NSX-T v2.4 and later VMware introduced an architectural change that simplified the overall management, installation and upgrades; brought high availability, scalability along with flexible deployment options.
I opted to split the new architecture into two parts, for easier understanding:
- NSX-T Architecture (Revamped): Part 1 – talks about the new revamp NSX-T architecture and its components.
- NSX-T Architecture (Revamped): Part 2 (this blog) – talks about the NSX-T Agent/service communication between the NSX-T Manager Nodes and Transport Nodes.
In Part 1, we discussed the NSX-T architecture and how it extends the scope from on-premises to public clouds (and vice versa) and from VMs to containers.
Let’s now talk about the NSX Agent/services that work behind the scenes for communication between NSX-T manager nodes and transport nodes. There are various modules of NSX that work in perfect harmony to form a robust and reliable system. Let’s use the same concept of management, control and data plane and the key agent component interaction in the following diagram to help visualise:
Management Plane Agent Communication
As discussed in the previous blog – NSX-T v2.4 introduced, the consolidation of management and centralized control plane in a single appliance. The NSX-T management Cluster is formation of three node which provides the entry point to NSX-T Datacenter, to perform operational tasks such as configuration and monitoring of all management, control, and data plane components. It is responsible for querying recent status and statistics from the control plane, and sometimes directly from the data plane.
Management Plane Bus service runs on each NSX-T Management Cluster node and is responsible for validating the configuration and storing a persistent copy locally. After successful validation, the configuration is pushed to the central control plane (CCP) service.
Management Plane Agent (MPA) runs on the Transport Nodes which is locally and remotely accessible. For monitoring and troubleshooting, the NSX-T Manager interacts with a host-based management plane agent (MPA) to retrieve DFW status along with rule and flow statistics. The NSX-T Manager also collects an inventory of all hosted virtualized workloads on NSX-T transport nodes. This is dynamically collected and updated from all NSX-T transport nodes.
Transport Node is a system which is capable of running an overlay, it can be a Host or an Edge Node.
Control Plane Agent Communication
Control plane provides control functions for logical switching, routing functions, etc., it is further segregated into two parts the Central Control Plane (CCP) and Local Control Plane (LCP).
CCP runs in the NSX-T Management Cluster nodes and is logically separated from all data plane traffic, any failure in the control plane does not affect data plane. It is responsible for providing configuration to the other cluster nodes and LCP. The CCP distributes the load of CCP-to-LCP communication i.e. the responsibility for transport node notification is distributed across the cluster nodes based on internal hashing mechanism. For example, for 60 transport nodes with three managers, each manager will be responsible for roughly twenty transport nodes.
LCP is a daemon, that runs in the Transport Node which monitors local link status and computes most ephemeral runtime state based on updates it receives from CCP and data plane, and pushes stateless configuration to forwarding engines.

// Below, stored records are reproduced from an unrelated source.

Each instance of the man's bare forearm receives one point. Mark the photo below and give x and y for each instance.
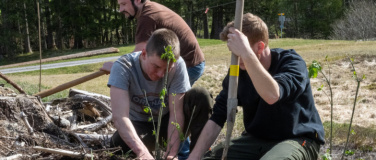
(129, 135)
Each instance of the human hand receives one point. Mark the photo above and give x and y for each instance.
(145, 156)
(238, 43)
(192, 157)
(107, 67)
(172, 158)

Data Plane Agent Communication
Data Plane has a forwarding engine which deals with packets and its stateless forwarding following the tables/rules pushed by the control plane and handles the failover between multiple links and tunnels. It also maintains some state of features i.e. TCP termination. However, unlike the control plane where it manages the MAC/IP tunnel mapping and dictates how to forward the packets, the data plane forwarding engine is how to manipulate payload.
Let’s take a DFW Policy/rule enforcement example from the NSX-T documentation:
Management Plane flow: When a firewall policy rule is configured, the NSX-T management plane service validates the configuration and locally stores a persistent copy. Then the NSX-T Manager pushes user-published policies to the control plane service within Manager Cluster which in turn pushes to the data plane. A typical DFW policy configuration consists of one or more sections with a set of rules using objects like Groups, Segments, and application level gateway (ALGs).

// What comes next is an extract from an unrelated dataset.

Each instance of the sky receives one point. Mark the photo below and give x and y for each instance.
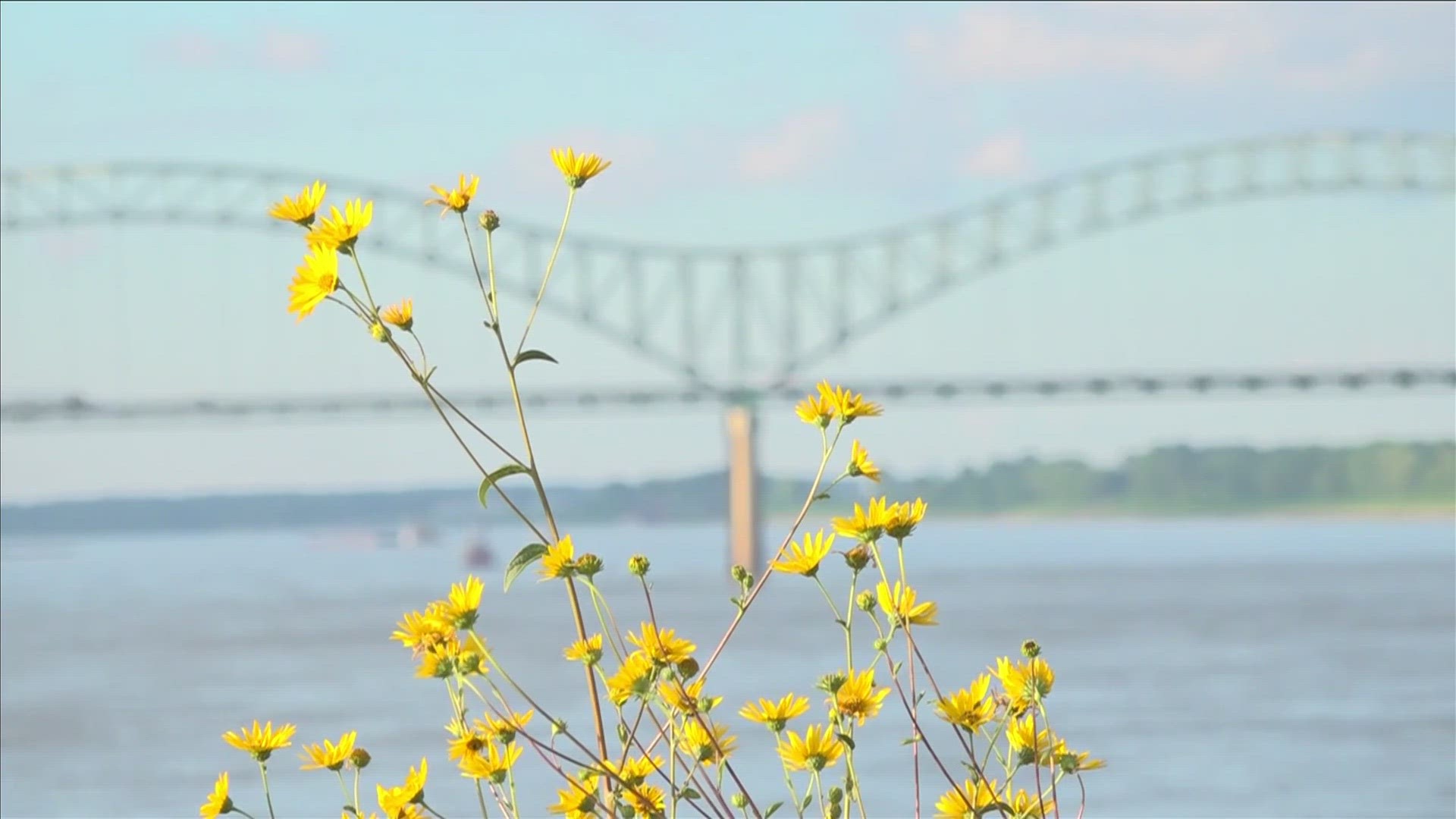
(731, 126)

Control Plane flow: NSX-T Control plane will receive policy rules pushed by the NSX-T Management plane. If the policy contains objects including segments or Groups, it converts them into IP addresses using an object-to-IP mapping table. This table is maintained by the control plane and updated using an IP discovery mechanism. Once the policy is converted into a set of rules based on IP addresses, the CCP pushes the rules to the LCP on all the NSX-T transport nodes.

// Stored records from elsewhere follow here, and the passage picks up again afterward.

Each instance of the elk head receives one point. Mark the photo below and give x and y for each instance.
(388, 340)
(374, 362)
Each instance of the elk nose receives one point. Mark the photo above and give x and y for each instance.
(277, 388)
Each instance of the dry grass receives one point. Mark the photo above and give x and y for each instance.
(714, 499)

Data Plane flow: On each of the transport nodes, once local control plane (LCP) has received policy configuration from CCP, it pushes the firewall policy and rules to the data plane filters (in kernel) for each of the virtual NICs. With the “Applied To” field in the rule or section which defines scope of enforcement, the LCP makes sure only relevant DFW rules are programmed on relevant virtual NICs instead of every rule everywhere, which would be a suboptimal use of hypervisor resources.